Purpose of Research / Background of Requirements
In the context of customizing the Kubernetes persistent volume CSI driver, and dividing a large NFS file system into multiple smaller persistent volumes (PVs), how to ensure that each persistent volume only uses up to the capacity limit of the volume (for example, 50GB) is a technical challenge that needs to be addressed.
Scheme Research
Scheme One: eBPF Interception of vfs_write
vfs_write is a system function of the Linux virtual file system for write operations on files. All write operations on files must go through this system function.
eBPF can run sandboxed programs within the Linux operating system kernel to safely and effectively extend the kernel’s capabilities. Without changing the kernel source code or loading kernel modules, it can insert our hook logic.
Demo case for verification:
//go:build ignore
#include <vmlinux.h>
#include <bpf/bpf_helpers.h>
#include <bpf/bpf_tracing.h>
#include <bpf/bpf_core_read.h>
#include <asm-generic/errno.h>
// ......
SEC("kprobe/vfs_write")
int kprobe_vfs_write(struct pt_regs *ctx) {
// .......
struct dir_cfg *value = bpf_map_lookup_elem(&dir_allow_write_map, &key);
if (value && value->disable == 1) {
bpf_printk("not allow write by root path = /%s\n", root_path);
return -EPERM;
}
// ........
return 0;
}
char __license[] SEC("license") = "Dual MIT/GPL";
Research conclusion: No matter whether we return -1 or 0 or 1, we cannot prevent the execution of vfs_write. The reason is that we cannot block the call of the system function in the eBPF program. It’s like the AOP logic can only keep a diary.
Scheme Two: eBPF + NFS Protocol Interception of Write Operations
All disk write operations are ultimately communicated to the NFS file system through the network via the NFS protocol. Can eBPF intercept the network traffic data packets? Then decode the NFS data packets according to the NFS v3 protocol using the rpc communication protocol and xdr encoding and decoding protocol, and perform rewriting or packet dropping on the write operation data packets.

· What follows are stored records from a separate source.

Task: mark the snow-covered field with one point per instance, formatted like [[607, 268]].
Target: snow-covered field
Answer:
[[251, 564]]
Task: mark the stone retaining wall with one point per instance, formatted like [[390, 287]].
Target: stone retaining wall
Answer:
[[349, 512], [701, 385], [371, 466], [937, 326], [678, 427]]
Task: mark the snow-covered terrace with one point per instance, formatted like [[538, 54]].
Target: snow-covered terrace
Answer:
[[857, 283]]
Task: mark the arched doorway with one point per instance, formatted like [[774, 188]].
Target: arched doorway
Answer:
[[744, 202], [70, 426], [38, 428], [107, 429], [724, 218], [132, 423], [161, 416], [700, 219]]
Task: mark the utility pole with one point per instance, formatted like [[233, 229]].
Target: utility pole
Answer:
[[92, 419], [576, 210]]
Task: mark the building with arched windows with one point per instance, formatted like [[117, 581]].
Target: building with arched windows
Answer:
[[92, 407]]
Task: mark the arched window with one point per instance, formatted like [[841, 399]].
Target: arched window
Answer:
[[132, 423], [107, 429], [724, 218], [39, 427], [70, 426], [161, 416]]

NFS protocol: https://www.ietf.org/rfc/rfc1813.txt
Nfs’s rpc communication protocol: https://linux-nfs.org/wiki/index.php/NetworkTracing
After analyzing the packet capture with tcpdump, it is found that the process of writing a file is:
- Open a file for writing: LOOKUP -> WRITE -> COMMIT
- Create a file for writing: LOOKUP -> CREATE -> WRITE -> COMMIT
The LOOPUP process is to obtain the file handle step by step.
For example: Suppose we need to open the /data/logs/log.txt file for writing.

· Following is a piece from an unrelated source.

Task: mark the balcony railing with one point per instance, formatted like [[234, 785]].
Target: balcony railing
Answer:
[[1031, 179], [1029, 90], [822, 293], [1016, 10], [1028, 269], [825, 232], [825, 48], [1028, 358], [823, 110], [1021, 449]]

Then you need to go through three LOOPUPs to get the desired file handle, which are:
- Call LOOKUP to query the data directory in the current directory and obtain the file handle of the data directory.

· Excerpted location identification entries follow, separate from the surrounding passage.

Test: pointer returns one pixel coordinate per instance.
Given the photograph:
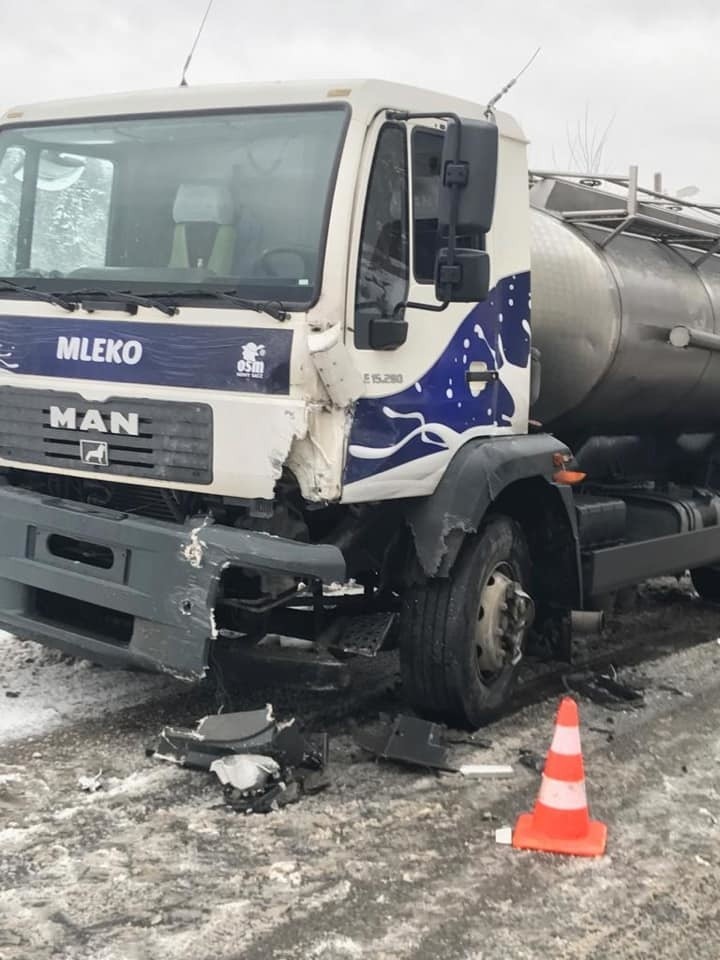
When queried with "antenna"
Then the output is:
(183, 80)
(508, 86)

- Call LOOKUP to query the logs directory in the data directory and obtain the file handle of the logs directory.
- Call LOOKUP to query the log.txt file in the logs directory and obtain the file handle of the log.txt file.
Research conclusion: Since we can only get the file handle of the file being written in the NFS protocol, we cannot directly determine which directory this file is under. Want to intercept the NFS network data packet through eBPF to intercept the write, because it is necessary to know which directory a file handle is in, it requires a great cost to cache the file metadata information, and it is not feasible to spend a lot of money just to implement an interception function.
Scheme Three: eBPF XDP or TC Direct Matching IP Packet Dropping
In the worst case, can we only allow a pod to hang a PV, and we can obtain the pod corresponding to the source IP through the IP protocol layer data packet, and then check the PV hung by the pod. If this PV has reached the write limit, then can we directly drop the packet in the eBPF interception?
Since the eBPF XDP mounting point can only intercept incoming network data packets, that is to say, intercepting the write has actually been completed by the NFS server, and only the response is intercepted, which may lead to data inconsistency?
So another plan was given priority, using TC to implement the interception of outgoing traffic and match the source Pod IP packet dropping. TC is short for Traffic Control, which is a powerful set of tools and frameworks in the Linux kernel for traffic control and is a subsystem of the kernel. Reference literature: Understanding TC eBPF’s Direct-Action (DA) Mode (2020)
The plan has limitations: TC cannot control NFS reading and writing, that is to say, if packet dropping is processed for a certain pod, it will affect reading and writing. But normally, a disk is full, should only affect writing and not affect reading, nor affect deletion.
On the k8s DemainSet pod, the feasibility of using the TC packet dropping scheme was verified, and the conclusion was drawn: Since the PV is mounted by the CSI driver’s node component of this pod, only this pod has installed the NFS client, which can interact with the NFS file system, and then the node component is to mount this directory to the application pod’s mount point, in fact, we are writing data to the disk in the application pod, and finally, the network is written to the NFS file system through the CSI node component’s NFS client. So we can’t intercept the application Pod, only the CSI node component’s pod.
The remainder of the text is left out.